Zbigniew Brzezinski’s determinedly hawkish views about the Cold War made him, for decades, the bane of liberals, Democrats, and foreign policy doves. When, as President Carter’s national security adviser, he made a brief appearance before the 1980 Democratic National Convention, he was roundly and loudly booed. In Washington, he made so many enemies among the elite that Time magazine did a cover story titled “Almost Everyone vs. Zbig.” Brzezinski had, the Time story said, “shown poor judgment in indulging his visceral anti-Russian sentiments and his combative, provocative personality.” His angular face and Polish-accented English helped fill out the thin stereotypes of Brzezinski as hardened and somehow otherworldly.

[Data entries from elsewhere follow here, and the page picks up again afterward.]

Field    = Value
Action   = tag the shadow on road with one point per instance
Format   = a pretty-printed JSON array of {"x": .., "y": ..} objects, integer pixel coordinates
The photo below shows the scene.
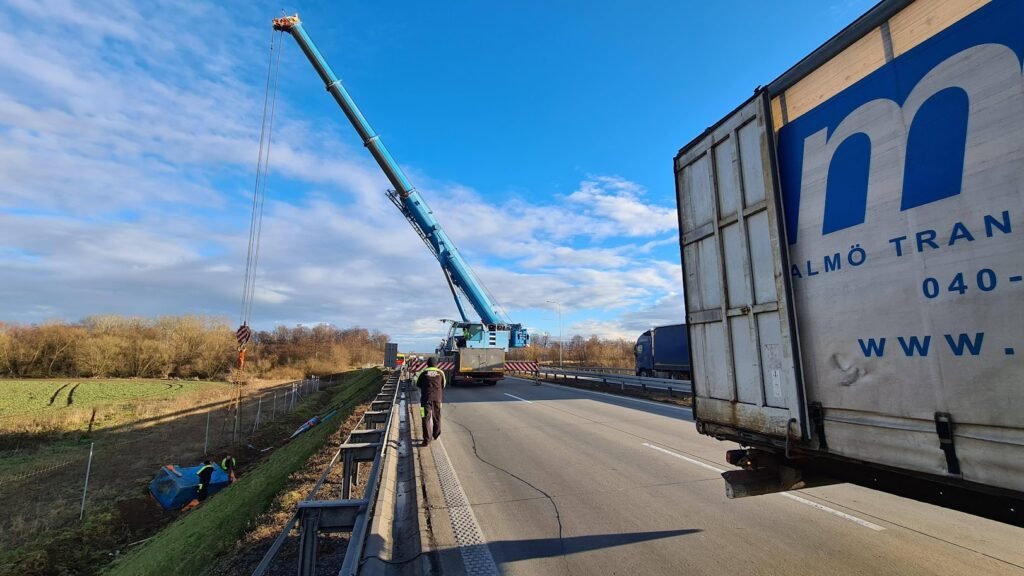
[{"x": 515, "y": 550}]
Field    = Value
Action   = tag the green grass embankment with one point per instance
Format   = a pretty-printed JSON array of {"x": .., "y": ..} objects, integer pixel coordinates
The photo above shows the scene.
[{"x": 192, "y": 545}]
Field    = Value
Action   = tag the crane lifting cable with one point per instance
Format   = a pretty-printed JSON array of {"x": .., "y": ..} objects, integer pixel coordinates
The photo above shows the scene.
[{"x": 259, "y": 194}]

Then, at the beginning of the twenty-first century, the popular perceptions of the longtime Sovietologist and foreign policy guru changed. Starting in 2003, Brzezinski became one of the most prominent opponents of the American invasion of Iraq. After that, his ideas—set forth in an unending series of op-eds and television appearances—were embraced by liberals and attacked by neoconservatives. In the witty description of his biographer Edward Luce, “Brzezinski’s Darth Vader had morphed into Obi-Wan Kenobi.”

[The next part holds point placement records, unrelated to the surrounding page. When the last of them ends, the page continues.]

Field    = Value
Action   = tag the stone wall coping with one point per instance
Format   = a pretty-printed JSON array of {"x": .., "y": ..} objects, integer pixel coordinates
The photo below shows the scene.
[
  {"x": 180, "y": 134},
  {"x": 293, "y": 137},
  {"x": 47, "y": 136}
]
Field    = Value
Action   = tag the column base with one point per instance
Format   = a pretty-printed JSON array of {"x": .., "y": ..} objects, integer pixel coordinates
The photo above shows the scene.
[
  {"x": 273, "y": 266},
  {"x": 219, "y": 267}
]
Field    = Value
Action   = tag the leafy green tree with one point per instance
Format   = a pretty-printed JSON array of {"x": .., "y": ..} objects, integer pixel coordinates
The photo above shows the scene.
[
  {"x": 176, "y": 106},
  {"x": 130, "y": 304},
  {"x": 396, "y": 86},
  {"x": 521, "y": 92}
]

Luce’s new book about Brzezinski, simply entitled Zbig, offers penetrating insights into Brzezinski’s long career and evolving ideas, many of which hold continuing relevance today. Brzezinski’s core belief, enunciated not just during his time in the White House but over decades in academia and in his many books, was that the Soviet Union was weaker, more vulnerable, and potentially less enduring than the American foreign policy establishment believed. These days, a comparable issue lurks in the ongoing debates about China: Is the Chinese Communist Party under Xi Jinping as powerful as outside commentators proclaim it to be, or does it have underlying internal political weaknesses that will eventually come to the fore, as happened in the Soviet Union? The countries are not the same, but those assumptions of monolithic might that Brzezinski challenged with respect to the Soviet Union may also be worth questioning with regard to China.

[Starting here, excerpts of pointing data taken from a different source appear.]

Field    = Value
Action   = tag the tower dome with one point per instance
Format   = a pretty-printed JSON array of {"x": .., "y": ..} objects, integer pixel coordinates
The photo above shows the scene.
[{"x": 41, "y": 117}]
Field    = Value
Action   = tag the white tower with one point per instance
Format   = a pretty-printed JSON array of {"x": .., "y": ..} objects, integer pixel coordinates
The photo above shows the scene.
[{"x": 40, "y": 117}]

Brzezinski, who died in 2017 at age 89, also set forth predictions about today’s world that have proved strikingly prescient. In the early 1990s—as the Soviet Union was unraveling, most Western leaders were basking in triumphalism, and George H.W. Bush was crowing about a “New World Order”—Brzezinski warned repeatedly of the rise of a future “antihegemonic” grouping of Russia, China, and Iran to challenge that American-led order. Such a coalition “would be reminiscent in scale and scope of the challenge once posed by the Sino-Soviet bloc, though this time China would likely be the leader and Russia, the follower,” Brzezinski wrote in 1997.